Department of Mechanical Engineering
Kenneth E. Goodson
Miler, J., Etessam-Yazdani, K., Asheghi, M., Touzelbaev, M., and Goodson, K.E., 2012, "Temperature Sensor Distribution, Measurement Uncertainty, and Data Interpretation for Microprocessor Hotspots," IEEE Transactions on Components, Packaging, and Manufacturing Technology, under review.

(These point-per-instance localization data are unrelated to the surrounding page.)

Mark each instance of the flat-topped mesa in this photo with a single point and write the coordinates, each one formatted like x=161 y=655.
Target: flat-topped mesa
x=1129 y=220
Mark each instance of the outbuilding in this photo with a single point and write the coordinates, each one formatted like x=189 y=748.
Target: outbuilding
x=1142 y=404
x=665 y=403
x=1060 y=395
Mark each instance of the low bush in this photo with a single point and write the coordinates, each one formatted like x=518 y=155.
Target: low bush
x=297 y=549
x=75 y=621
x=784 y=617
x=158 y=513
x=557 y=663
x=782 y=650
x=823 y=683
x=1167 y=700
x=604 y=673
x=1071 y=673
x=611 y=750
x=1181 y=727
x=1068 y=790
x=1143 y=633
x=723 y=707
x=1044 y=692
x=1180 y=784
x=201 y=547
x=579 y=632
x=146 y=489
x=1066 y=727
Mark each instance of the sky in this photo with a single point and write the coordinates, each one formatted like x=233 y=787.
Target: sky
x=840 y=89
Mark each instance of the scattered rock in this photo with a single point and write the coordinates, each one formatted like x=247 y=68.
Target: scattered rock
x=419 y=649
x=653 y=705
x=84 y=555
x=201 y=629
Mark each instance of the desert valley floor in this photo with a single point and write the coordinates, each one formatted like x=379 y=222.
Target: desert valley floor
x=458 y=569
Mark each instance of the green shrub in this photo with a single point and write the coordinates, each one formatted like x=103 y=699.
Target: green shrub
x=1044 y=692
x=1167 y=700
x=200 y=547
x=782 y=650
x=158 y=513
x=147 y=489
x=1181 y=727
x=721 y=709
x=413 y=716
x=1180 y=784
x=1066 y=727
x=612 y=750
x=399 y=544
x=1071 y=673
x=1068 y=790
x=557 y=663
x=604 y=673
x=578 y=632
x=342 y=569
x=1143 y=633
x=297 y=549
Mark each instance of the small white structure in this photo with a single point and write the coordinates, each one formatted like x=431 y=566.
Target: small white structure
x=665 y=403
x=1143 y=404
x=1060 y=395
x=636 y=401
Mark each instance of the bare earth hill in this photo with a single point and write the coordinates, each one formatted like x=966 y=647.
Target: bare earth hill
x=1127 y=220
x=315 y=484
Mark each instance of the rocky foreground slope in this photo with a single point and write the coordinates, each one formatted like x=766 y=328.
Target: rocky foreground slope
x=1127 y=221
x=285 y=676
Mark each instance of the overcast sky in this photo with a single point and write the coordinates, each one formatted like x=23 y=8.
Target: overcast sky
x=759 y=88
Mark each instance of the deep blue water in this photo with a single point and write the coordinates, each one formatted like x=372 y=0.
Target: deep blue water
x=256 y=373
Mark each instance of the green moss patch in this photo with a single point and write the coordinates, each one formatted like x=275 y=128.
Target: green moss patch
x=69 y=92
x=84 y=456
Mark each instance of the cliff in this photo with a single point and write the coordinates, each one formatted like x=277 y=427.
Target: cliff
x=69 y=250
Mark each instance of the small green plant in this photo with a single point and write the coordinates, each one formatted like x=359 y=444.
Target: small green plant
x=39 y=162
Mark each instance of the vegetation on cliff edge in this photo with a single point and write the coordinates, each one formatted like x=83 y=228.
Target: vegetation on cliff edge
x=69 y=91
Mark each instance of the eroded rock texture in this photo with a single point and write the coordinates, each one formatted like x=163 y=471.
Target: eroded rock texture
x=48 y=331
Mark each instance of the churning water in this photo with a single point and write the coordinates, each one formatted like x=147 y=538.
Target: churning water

Microprocessor hotspots are a major reliability concern with heat fluxes as much as 20 times greater than those found elsewhere on the chip. Chip hotspots also augment thermo-mechanical stress at chip-package interfaces which can lead to failure during cycling. Because highly localized, transient chip cooling is both technically challenging and costly, chip manufacturers are using dynamic thermal management (DTM) techniques that reduce hotspots by throttling chip power. While much attention has focused on methods for throttling power, relatively little research has considered the uncertainty inherent in measuring hotspots. The current work introduces a method to determine the accuracy and resolution at which the hotspot heat flux profile can be measured using distributed temperature sensors. The model is based on a novel, computationally-efficient, inverse heat transfer solution. The uncertainties in the hotspot location and intensity are computed for randomized chip heat flux profiles for varying sensor spacing, sensor vertical proximity, sensor error, and chip thermal properties. For certain cases the inverse solution method decreases mean absolute error in the heat flux profile by more than 30%. These results and simulation methods can be used to determine the optimal spacing of distributed temperature sensor arrays for hotspot management in chips.